PyData London 2022

Data Pipelining for Real-time ML Models
06-18, 15:00–15:45 (Europe/London), Tower Suite 1

Reinventing the wheel is usually not something we should be striving for, so why did we build our data pipeline from scratch? There are numerous design choices people make and they can highly affect the potential use cases. When making a custom pipeline you can make your own trade-offs between speed, throughput, simplicity and consistency of code/logic/data.

Market makers like Optiver are usually associated with ultra-low latency infrastructure, however there are plenty of use cases where human latency (seconds) is acceptable.
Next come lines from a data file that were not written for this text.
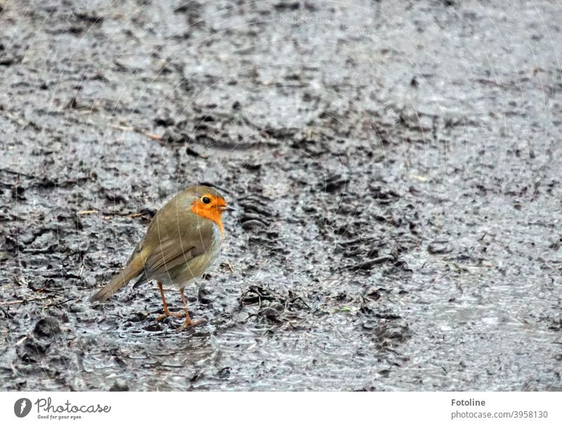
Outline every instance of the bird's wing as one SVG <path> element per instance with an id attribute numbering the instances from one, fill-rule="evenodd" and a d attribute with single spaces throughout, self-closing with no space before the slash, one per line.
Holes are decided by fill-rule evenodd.
<path id="1" fill-rule="evenodd" d="M 191 225 L 181 229 L 168 226 L 166 232 L 160 234 L 159 241 L 147 256 L 144 272 L 135 283 L 135 287 L 168 275 L 176 267 L 188 264 L 193 258 L 205 254 L 209 250 L 214 242 L 212 225 L 207 221 L 197 220 L 185 223 Z M 141 241 L 136 251 L 142 250 L 142 244 Z"/>

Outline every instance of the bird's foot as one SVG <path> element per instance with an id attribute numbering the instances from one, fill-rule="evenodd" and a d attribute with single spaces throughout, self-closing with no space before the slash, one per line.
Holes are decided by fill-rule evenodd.
<path id="1" fill-rule="evenodd" d="M 183 318 L 185 316 L 185 312 L 171 312 L 170 311 L 165 309 L 164 311 L 164 314 L 157 317 L 156 321 L 162 321 L 168 317 L 174 317 L 174 318 Z"/>
<path id="2" fill-rule="evenodd" d="M 185 319 L 185 322 L 183 323 L 183 325 L 178 328 L 178 331 L 183 331 L 188 328 L 190 328 L 192 327 L 197 327 L 197 326 L 201 326 L 205 324 L 205 320 L 202 318 L 200 319 L 195 319 L 195 321 L 192 321 L 189 319 Z"/>

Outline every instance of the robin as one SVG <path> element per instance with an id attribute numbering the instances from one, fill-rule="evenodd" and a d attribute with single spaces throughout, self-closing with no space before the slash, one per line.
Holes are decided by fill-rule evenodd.
<path id="1" fill-rule="evenodd" d="M 192 323 L 183 288 L 200 277 L 216 258 L 224 238 L 222 213 L 233 211 L 215 189 L 195 185 L 178 194 L 157 213 L 146 235 L 137 244 L 125 268 L 90 299 L 104 302 L 117 290 L 136 279 L 133 287 L 156 280 L 164 305 L 164 314 Z M 184 312 L 171 312 L 164 288 L 180 291 Z"/>

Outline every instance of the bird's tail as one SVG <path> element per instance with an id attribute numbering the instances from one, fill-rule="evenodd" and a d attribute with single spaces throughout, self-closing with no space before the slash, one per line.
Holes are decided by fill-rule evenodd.
<path id="1" fill-rule="evenodd" d="M 105 302 L 117 290 L 127 285 L 129 281 L 140 275 L 143 269 L 144 262 L 143 257 L 139 254 L 131 259 L 125 269 L 115 275 L 107 284 L 90 298 L 90 302 Z"/>

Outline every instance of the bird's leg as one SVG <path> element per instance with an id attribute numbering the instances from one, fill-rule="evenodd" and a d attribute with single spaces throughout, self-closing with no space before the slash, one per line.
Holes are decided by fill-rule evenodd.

Computing derived metrics, training models and making predictions as new data arrives are just a few such applications and what we will focus on in this presentation.

We will tackle some of the questions we asked ourselves on the design choices for our data pipeline.
* Should you write code that is used by both live and historical pipeline?
* How to improve research to production cycle?
* How do we ensure that real-time and backtest results match?
* How to improve development speed?
* What trade-offs to make if inputs/data arrive asynchronously?
* How to improve performance and reduce resource usage?
* How can we speed up day-to-day research?
* What to do with stateful nodes?

Basic knowledge of finance and data pipelining might be beneficial, but no specific knowledge is required to follow the presentation.
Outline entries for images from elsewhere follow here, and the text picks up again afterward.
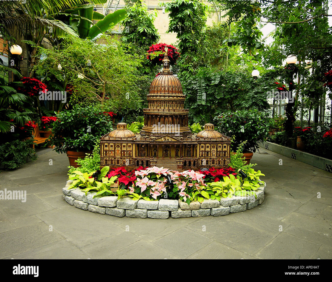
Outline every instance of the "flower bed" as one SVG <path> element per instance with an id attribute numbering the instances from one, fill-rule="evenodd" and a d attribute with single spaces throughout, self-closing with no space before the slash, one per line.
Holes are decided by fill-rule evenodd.
<path id="1" fill-rule="evenodd" d="M 80 209 L 117 216 L 225 215 L 252 209 L 264 198 L 265 184 L 259 178 L 264 175 L 252 168 L 242 176 L 230 167 L 180 172 L 141 167 L 128 172 L 124 167 L 105 166 L 89 173 L 72 173 L 62 189 L 64 200 Z"/>

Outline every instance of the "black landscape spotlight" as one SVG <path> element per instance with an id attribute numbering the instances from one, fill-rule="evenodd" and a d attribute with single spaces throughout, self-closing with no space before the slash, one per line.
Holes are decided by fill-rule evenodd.
<path id="1" fill-rule="evenodd" d="M 173 180 L 171 178 L 171 175 L 169 174 L 166 174 L 166 182 L 168 184 L 169 188 L 171 189 L 173 189 L 174 188 L 174 184 L 173 184 Z"/>
<path id="2" fill-rule="evenodd" d="M 102 172 L 100 171 L 99 169 L 97 169 L 96 172 L 95 172 L 92 175 L 91 175 L 92 177 L 93 177 L 95 180 L 97 177 L 98 177 L 98 175 L 102 173 Z M 100 182 L 101 182 L 101 180 Z"/>
<path id="3" fill-rule="evenodd" d="M 241 176 L 242 177 L 242 179 L 244 179 L 246 177 L 247 177 L 248 175 L 246 174 L 242 170 L 241 168 L 239 168 L 239 170 L 237 171 L 238 173 L 241 175 Z"/>

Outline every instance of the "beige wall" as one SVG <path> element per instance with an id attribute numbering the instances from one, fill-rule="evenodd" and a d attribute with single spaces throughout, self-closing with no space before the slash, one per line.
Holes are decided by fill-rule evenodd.
<path id="1" fill-rule="evenodd" d="M 166 43 L 167 44 L 175 44 L 177 39 L 176 34 L 174 32 L 167 33 L 166 31 L 168 29 L 168 24 L 169 23 L 169 18 L 167 13 L 163 13 L 161 7 L 158 6 L 159 2 L 159 0 L 145 0 L 143 3 L 148 8 L 150 9 L 150 12 L 151 13 L 154 12 L 155 10 L 158 13 L 158 16 L 154 21 L 154 26 L 158 30 L 158 33 L 160 36 L 159 42 Z M 163 2 L 172 2 L 171 0 L 165 0 Z M 207 1 L 204 1 L 206 4 L 210 5 L 210 4 Z M 118 9 L 121 9 L 124 7 L 124 2 L 123 1 L 120 1 L 118 6 Z M 208 25 L 211 25 L 213 22 L 216 22 L 218 21 L 218 17 L 215 12 L 213 11 L 209 13 L 208 15 L 207 24 Z"/>

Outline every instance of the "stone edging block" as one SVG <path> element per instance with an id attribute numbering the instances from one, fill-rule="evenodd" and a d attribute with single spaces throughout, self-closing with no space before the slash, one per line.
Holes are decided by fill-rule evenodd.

Predicting financial time-series is a challenge in itself, and doing it in real-time further increases the complexity. Ensuring that that the data matches between live (real-time) and historical (backtesting) applications is key for us. If they were to mismatch, the model would be less reliable for making trading decisions and could potentially lead to some terrible consequences. We will describe the trade-offs we made while designing our data pipeline through an example of an ML model.


Prior Knowledge Expected

No previous knowledge expected

Gabor works in the Statistical Arbitrage team at Optiver. He is responsible for building systematic trading strategies and designing the data pipelines. Prior to joining the team, he worked at a systematic hedge fund for 3.5 years. He holds an MSc degree in Mathematical and Computational Finance from the University of Oxford.